The therapist confirmed what they already knew. They went home to divide their things, but instead of dividing them, they sat on the back porch in their coats and didn’t speak. He claimed the view of the thin crescent moon as his, while she went on thinking the thoughts she had never shared. After some time, a speck of something fell into her right eye, and she blinked and blinked, then stood and said, “Something has fallen into my right eye.”
He looked at her for a moment as if he still loved her and said, “Let me help you with that.”
Inside, she tilted her head back and held her eye open with her thumb and forefinger, while he stared deep into an eye he had once stared deeply into. “I don’t see anything,” he said.
“But I can feel something,” she said.
She rinsed her face and her eyes at the kitchen sink, and when she was done, she looked like a child who had finished crying about something adults didn’t think was worth crying over. She went into their bedroom and got under the covers on her side of the bed, and he followed her and got on top of the covers on his side of the bed. They lay on their backs and stared at the ceiling and held hands right down the center. Before long, they slept.
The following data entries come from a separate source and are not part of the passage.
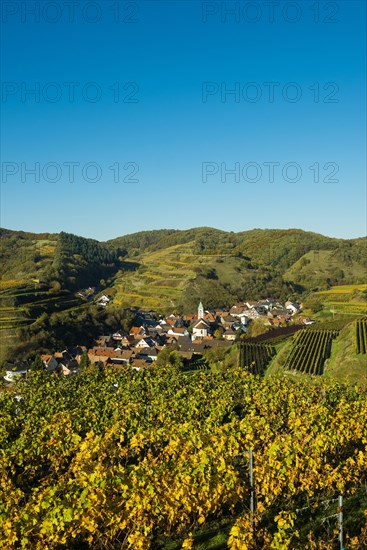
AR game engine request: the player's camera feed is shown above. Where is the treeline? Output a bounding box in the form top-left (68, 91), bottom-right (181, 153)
top-left (45, 231), bottom-right (125, 290)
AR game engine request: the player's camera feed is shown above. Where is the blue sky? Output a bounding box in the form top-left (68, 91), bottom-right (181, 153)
top-left (1, 0), bottom-right (366, 240)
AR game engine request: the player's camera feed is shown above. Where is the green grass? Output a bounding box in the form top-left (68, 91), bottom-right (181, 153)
top-left (324, 323), bottom-right (367, 385)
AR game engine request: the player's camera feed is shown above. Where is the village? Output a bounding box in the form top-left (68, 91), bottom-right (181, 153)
top-left (4, 296), bottom-right (314, 383)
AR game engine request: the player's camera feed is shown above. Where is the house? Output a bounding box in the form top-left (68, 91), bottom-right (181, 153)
top-left (285, 301), bottom-right (300, 315)
top-left (129, 326), bottom-right (146, 338)
top-left (41, 354), bottom-right (59, 372)
top-left (136, 347), bottom-right (158, 363)
top-left (120, 334), bottom-right (135, 347)
top-left (135, 337), bottom-right (156, 348)
top-left (4, 361), bottom-right (29, 382)
top-left (192, 318), bottom-right (210, 340)
top-left (223, 328), bottom-right (236, 342)
top-left (95, 336), bottom-right (115, 348)
top-left (167, 327), bottom-right (189, 337)
top-left (95, 294), bottom-right (111, 307)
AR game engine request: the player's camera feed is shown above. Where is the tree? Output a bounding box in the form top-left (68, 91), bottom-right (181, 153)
top-left (79, 351), bottom-right (90, 369)
top-left (30, 355), bottom-right (45, 372)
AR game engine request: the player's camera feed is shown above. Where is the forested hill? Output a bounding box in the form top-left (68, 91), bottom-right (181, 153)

That night, they both dreamed the same dream. That her right eye watered and watered until it made a swift, black river that carried both of them away. For a while, the current kept them in sight of one another, but eventually, they lost track of each other and all either of them could see was the river pouring out in front of them like ink and something bright and pink bobbing, in the distance, on the horizon. Neither could say for sure if it was the head of the other or the sun coming up or the sun going down, but one thing was certain: they were finally getting somewhere.